Chicago Cubs

The Chicago Cubs are an American professional baseball team located in Chicago, Illinois. The Cubs compete in Major League Baseball (MLB) as a member team of the National League (NL) Central division. The team plays its home games at Wrigley Field, situated on the city’s North Side. The Cubs are just one of two big league clubs in Chicago; the other, the Chicago White Sox, is a member of the American League (AL) Central branch. The Cubs, initially Called the White Stockings, were a founding member of the NL in 1876, becoming the Chicago Cubs in 1903. [3]
The Cubs have appeared in a total of eleven World Series. The 1906 Cubs won 116 games, completing 116–36 and submitting a modern-era record winning percentage of .763, before dropping the World Series to the Chicago White Sox (“The Hitless Wonders”) by four games to 2. The Cubs won back-to-back World Series championships in 1907 and 1908, becoming the first significant league team to play three consecutive World Series, and the first to win it two. Most recently, the Cubs won the 2016 National League Championship Series and 2016 World Series, which finished a 71-year National League pennant drought along with also a 108-year World Series championship drought,[4] both of which can be record droughts in Major League Baseball. [5][6] The 108-year drought was also the longest such event in most significant North American sports. Since the start of divisional play in 1969, the Cubs have appeared in the postseason ten times throughout the 2018 season. [4][7]

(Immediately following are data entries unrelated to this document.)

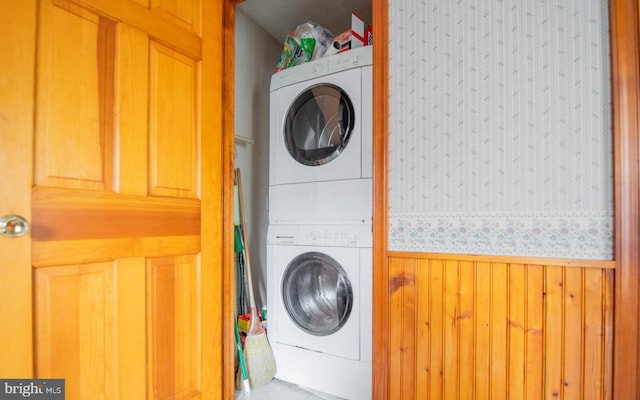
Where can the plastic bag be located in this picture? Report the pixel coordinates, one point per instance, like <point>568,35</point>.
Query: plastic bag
<point>308,42</point>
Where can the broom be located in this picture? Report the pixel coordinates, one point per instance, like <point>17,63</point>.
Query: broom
<point>261,365</point>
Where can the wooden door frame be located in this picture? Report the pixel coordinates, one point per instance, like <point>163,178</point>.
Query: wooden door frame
<point>625,72</point>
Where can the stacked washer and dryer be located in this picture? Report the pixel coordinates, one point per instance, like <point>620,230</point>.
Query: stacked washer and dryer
<point>319,242</point>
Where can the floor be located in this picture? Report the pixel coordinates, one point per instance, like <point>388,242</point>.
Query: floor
<point>280,390</point>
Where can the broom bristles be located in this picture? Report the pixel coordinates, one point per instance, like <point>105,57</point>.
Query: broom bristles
<point>261,365</point>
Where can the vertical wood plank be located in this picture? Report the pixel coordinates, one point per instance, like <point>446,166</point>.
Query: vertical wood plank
<point>408,349</point>
<point>594,335</point>
<point>423,325</point>
<point>573,333</point>
<point>451,330</point>
<point>499,331</point>
<point>396,322</point>
<point>466,327</point>
<point>534,315</point>
<point>607,317</point>
<point>483,330</point>
<point>517,324</point>
<point>436,389</point>
<point>553,331</point>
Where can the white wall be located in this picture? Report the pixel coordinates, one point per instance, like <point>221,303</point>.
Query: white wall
<point>500,128</point>
<point>256,55</point>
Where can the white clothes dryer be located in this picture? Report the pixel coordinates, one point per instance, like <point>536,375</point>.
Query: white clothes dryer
<point>320,296</point>
<point>320,120</point>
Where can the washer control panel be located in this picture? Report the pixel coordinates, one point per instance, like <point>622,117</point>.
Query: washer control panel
<point>357,235</point>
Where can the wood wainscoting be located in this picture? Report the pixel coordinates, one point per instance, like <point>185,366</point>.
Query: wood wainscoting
<point>482,327</point>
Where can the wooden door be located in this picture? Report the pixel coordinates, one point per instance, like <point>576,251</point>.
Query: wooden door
<point>112,150</point>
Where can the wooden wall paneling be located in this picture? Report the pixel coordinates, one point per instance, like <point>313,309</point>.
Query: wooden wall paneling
<point>498,332</point>
<point>423,325</point>
<point>574,309</point>
<point>553,332</point>
<point>483,331</point>
<point>466,328</point>
<point>516,325</point>
<point>534,328</point>
<point>489,330</point>
<point>436,322</point>
<point>451,331</point>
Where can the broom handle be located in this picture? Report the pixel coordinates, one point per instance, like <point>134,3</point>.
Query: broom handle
<point>255,325</point>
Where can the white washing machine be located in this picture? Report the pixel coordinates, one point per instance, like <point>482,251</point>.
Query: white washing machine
<point>320,151</point>
<point>320,120</point>
<point>320,296</point>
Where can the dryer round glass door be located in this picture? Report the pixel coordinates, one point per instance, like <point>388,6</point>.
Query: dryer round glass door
<point>316,293</point>
<point>318,125</point>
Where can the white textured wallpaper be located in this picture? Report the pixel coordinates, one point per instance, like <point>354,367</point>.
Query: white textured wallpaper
<point>500,128</point>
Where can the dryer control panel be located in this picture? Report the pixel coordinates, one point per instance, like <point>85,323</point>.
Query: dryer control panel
<point>357,235</point>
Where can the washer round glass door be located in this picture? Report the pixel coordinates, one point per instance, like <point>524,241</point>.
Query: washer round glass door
<point>317,293</point>
<point>318,124</point>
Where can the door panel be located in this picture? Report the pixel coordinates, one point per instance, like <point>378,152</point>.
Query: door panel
<point>75,329</point>
<point>74,120</point>
<point>124,152</point>
<point>173,133</point>
<point>174,343</point>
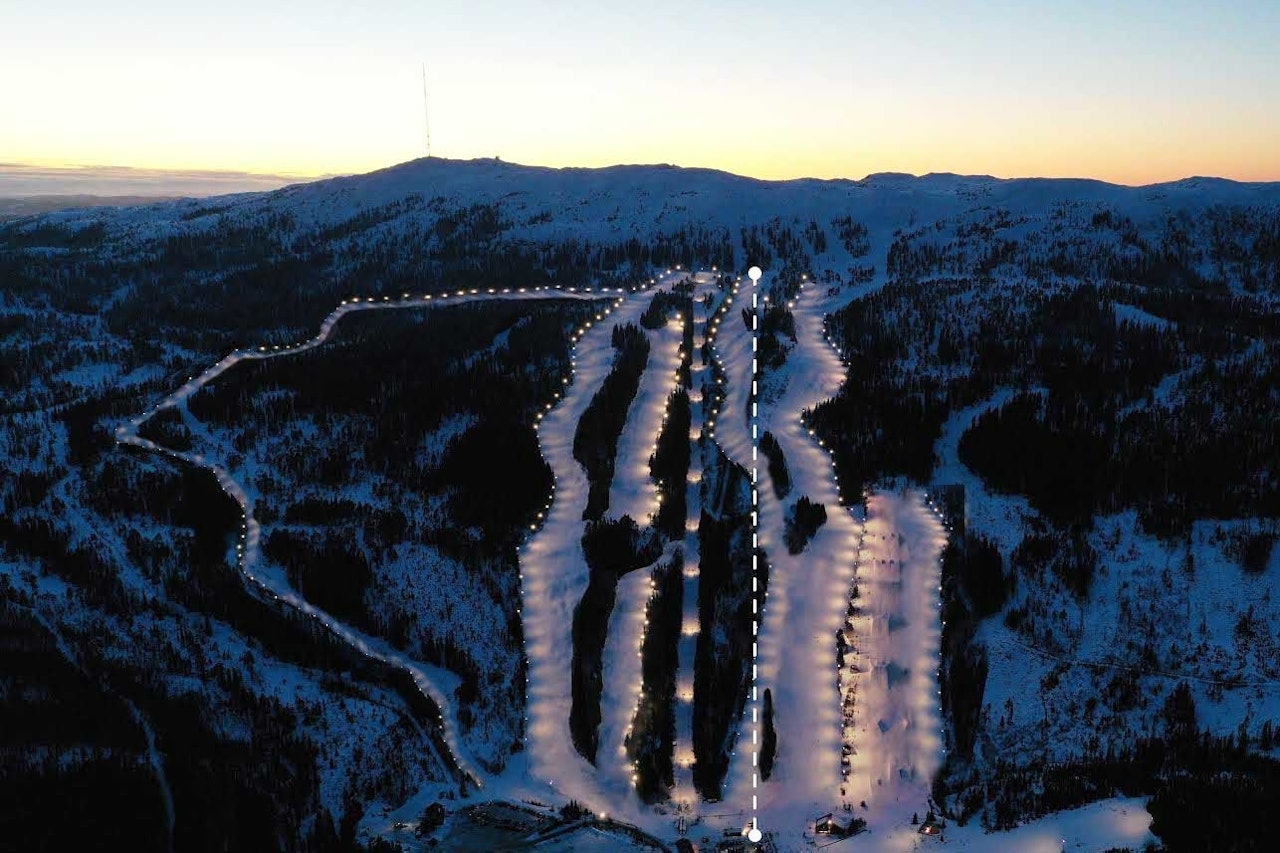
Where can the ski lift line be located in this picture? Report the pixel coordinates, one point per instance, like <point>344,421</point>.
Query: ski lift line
<point>127,434</point>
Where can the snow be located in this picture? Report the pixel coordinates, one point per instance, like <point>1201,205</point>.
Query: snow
<point>433,682</point>
<point>1105,825</point>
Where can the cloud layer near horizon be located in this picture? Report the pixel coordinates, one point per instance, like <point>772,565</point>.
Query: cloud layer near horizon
<point>19,181</point>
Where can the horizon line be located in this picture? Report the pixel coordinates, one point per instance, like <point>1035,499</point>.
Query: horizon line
<point>104,169</point>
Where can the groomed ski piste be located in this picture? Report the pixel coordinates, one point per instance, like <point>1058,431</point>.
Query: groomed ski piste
<point>888,546</point>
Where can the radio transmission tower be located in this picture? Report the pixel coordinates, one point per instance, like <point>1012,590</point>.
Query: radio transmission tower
<point>426,113</point>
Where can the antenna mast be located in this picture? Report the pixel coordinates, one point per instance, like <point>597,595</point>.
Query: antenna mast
<point>426,114</point>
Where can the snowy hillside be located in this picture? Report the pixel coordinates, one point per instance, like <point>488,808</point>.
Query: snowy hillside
<point>478,509</point>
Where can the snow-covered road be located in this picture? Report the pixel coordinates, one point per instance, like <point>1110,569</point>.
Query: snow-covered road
<point>248,547</point>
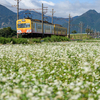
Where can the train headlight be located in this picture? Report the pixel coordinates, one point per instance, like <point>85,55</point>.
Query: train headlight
<point>29,31</point>
<point>19,31</point>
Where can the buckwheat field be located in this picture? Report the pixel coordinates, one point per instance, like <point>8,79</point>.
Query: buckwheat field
<point>50,71</point>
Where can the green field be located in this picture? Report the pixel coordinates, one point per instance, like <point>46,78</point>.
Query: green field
<point>80,36</point>
<point>50,71</point>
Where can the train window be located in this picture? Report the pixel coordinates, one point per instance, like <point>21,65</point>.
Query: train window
<point>47,27</point>
<point>39,26</point>
<point>24,25</point>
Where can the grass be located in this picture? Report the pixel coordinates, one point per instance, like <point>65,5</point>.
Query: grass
<point>50,71</point>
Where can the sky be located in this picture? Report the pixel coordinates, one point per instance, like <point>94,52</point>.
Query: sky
<point>62,8</point>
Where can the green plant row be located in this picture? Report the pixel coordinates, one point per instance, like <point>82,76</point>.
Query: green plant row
<point>54,38</point>
<point>18,41</point>
<point>34,40</point>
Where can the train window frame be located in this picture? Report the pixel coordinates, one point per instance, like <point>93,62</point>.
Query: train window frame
<point>24,25</point>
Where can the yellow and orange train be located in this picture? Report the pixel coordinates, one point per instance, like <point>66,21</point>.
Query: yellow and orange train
<point>30,26</point>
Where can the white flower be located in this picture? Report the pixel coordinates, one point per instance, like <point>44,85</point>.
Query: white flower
<point>4,79</point>
<point>76,89</point>
<point>98,91</point>
<point>29,94</point>
<point>17,91</point>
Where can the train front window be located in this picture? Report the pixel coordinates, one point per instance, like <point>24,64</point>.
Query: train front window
<point>24,25</point>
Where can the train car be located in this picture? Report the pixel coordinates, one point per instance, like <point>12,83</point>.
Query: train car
<point>34,27</point>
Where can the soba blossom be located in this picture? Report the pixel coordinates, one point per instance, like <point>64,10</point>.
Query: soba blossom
<point>50,71</point>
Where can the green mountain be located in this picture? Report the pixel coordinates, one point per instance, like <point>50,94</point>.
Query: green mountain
<point>7,18</point>
<point>90,19</point>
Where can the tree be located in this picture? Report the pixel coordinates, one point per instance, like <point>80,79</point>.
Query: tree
<point>88,30</point>
<point>74,31</point>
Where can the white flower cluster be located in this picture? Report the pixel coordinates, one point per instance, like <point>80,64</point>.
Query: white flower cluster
<point>50,71</point>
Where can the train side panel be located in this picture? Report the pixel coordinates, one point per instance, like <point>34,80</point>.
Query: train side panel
<point>23,26</point>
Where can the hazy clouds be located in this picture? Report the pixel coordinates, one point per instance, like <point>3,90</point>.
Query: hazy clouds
<point>62,8</point>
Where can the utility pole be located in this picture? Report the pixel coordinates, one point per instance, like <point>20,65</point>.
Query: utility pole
<point>81,28</point>
<point>52,14</point>
<point>42,22</point>
<point>69,27</point>
<point>17,10</point>
<point>43,18</point>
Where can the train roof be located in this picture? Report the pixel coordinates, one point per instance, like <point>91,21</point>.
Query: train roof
<point>37,20</point>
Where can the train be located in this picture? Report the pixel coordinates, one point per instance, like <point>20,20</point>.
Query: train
<point>33,27</point>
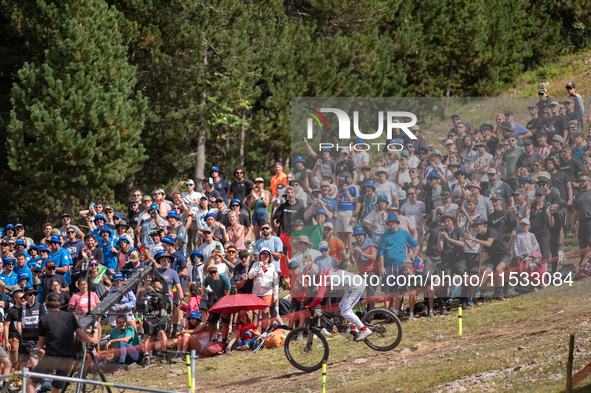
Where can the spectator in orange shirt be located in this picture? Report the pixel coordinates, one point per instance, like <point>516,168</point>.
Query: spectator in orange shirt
<point>337,247</point>
<point>279,177</point>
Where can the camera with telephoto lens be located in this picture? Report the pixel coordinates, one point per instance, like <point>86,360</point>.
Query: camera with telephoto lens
<point>154,304</point>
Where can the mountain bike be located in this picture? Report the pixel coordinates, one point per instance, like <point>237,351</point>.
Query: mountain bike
<point>306,347</point>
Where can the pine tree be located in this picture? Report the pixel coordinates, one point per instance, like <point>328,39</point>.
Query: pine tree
<point>75,123</point>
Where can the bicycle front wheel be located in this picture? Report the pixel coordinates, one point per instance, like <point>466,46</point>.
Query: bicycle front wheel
<point>385,327</point>
<point>306,349</point>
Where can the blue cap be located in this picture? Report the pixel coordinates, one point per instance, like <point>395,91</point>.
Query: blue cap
<point>392,217</point>
<point>197,253</point>
<point>496,196</point>
<point>168,240</point>
<point>293,264</point>
<point>173,213</point>
<point>526,180</point>
<point>358,230</point>
<point>321,211</point>
<point>195,314</point>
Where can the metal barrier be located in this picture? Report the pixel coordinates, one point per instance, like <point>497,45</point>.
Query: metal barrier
<point>26,374</point>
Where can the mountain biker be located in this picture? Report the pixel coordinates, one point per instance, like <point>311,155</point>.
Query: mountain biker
<point>342,280</point>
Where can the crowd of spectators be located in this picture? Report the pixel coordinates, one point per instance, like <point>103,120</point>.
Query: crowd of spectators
<point>480,200</point>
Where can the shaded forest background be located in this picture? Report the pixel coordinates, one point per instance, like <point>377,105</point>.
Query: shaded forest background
<point>101,97</point>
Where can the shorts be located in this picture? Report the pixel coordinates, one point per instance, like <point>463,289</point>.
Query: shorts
<point>152,325</point>
<point>432,265</point>
<point>389,283</point>
<point>493,265</point>
<point>472,262</point>
<point>128,315</point>
<point>27,351</point>
<point>260,219</point>
<point>343,222</point>
<point>48,364</point>
<point>214,317</point>
<point>298,305</point>
<point>14,345</point>
<point>3,353</point>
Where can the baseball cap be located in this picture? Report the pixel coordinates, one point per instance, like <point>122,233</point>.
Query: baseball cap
<point>167,240</point>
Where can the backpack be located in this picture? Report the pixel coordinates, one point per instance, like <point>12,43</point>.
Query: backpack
<point>213,349</point>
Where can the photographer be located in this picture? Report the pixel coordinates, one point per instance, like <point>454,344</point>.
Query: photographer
<point>28,322</point>
<point>158,304</point>
<point>55,333</point>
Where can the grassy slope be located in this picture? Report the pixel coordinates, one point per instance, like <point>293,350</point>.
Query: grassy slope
<point>491,333</point>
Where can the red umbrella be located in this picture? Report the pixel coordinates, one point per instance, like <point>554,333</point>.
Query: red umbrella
<point>240,301</point>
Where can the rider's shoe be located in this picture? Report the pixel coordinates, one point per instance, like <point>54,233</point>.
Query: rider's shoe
<point>363,334</point>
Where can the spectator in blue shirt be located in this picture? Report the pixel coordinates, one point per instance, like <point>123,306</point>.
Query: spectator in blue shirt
<point>392,255</point>
<point>60,256</point>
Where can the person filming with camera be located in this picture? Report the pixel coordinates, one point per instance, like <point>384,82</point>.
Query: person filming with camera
<point>55,332</point>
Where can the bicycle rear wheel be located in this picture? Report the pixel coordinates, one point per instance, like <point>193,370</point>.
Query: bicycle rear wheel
<point>308,353</point>
<point>385,327</point>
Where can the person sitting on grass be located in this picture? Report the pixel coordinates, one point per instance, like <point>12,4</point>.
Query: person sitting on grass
<point>246,331</point>
<point>125,340</point>
<point>189,337</point>
<point>418,282</point>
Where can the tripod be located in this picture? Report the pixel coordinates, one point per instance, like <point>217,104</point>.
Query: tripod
<point>80,365</point>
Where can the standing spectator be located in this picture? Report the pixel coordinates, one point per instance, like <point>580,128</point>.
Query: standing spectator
<point>279,177</point>
<point>348,205</point>
<point>509,158</point>
<point>265,282</point>
<point>288,212</point>
<point>221,185</point>
<point>392,255</point>
<point>542,219</point>
<point>337,247</point>
<point>450,244</point>
<point>497,186</point>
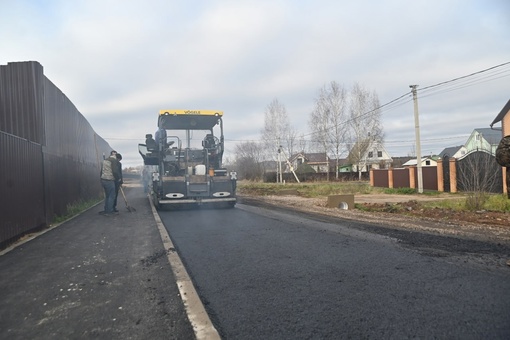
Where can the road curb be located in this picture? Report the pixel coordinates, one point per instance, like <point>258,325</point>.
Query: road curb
<point>198,317</point>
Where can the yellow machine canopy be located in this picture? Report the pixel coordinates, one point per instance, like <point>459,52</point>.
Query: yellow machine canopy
<point>189,119</point>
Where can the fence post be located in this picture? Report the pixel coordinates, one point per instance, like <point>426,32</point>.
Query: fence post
<point>390,178</point>
<point>440,179</point>
<point>505,176</point>
<point>412,180</point>
<point>453,175</point>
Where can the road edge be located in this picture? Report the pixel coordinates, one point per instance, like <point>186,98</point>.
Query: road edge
<point>197,315</point>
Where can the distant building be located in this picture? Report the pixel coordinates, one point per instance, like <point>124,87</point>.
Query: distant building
<point>319,162</point>
<point>424,162</point>
<point>453,152</point>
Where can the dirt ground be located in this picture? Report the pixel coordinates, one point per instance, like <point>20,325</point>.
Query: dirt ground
<point>404,212</point>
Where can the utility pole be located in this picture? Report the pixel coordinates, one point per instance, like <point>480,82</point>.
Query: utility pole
<point>418,144</point>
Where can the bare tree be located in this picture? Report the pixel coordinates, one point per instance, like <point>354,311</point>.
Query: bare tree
<point>277,132</point>
<point>249,160</point>
<point>365,124</point>
<point>328,120</point>
<point>478,174</point>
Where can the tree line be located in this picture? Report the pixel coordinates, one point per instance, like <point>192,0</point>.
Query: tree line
<point>344,123</point>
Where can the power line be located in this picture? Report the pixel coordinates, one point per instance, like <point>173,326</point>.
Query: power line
<point>463,77</point>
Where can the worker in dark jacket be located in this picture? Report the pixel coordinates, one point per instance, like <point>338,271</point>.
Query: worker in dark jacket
<point>118,183</point>
<point>110,174</point>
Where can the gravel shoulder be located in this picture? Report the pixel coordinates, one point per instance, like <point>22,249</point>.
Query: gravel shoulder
<point>482,244</point>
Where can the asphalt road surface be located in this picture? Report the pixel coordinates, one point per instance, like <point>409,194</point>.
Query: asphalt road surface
<point>267,274</point>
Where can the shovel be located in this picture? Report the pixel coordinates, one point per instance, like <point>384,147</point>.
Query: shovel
<point>130,209</point>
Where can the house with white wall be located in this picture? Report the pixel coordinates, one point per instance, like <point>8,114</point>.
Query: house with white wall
<point>483,139</point>
<point>375,157</point>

The Cubs are known as”the North Siders”, a reference to the positioning of Wrigley Field inside the city of Chicago, and compared to the White Sox, whose home area (Guaranteed Rate Field) is situated on the South Side.
The Cubs have rivalries. There is a divisional rivalry with the St. Louis Cardinals, a newer rivalry with the Milwaukee Brewers and an interleague rivalry with the Chicago White Sox.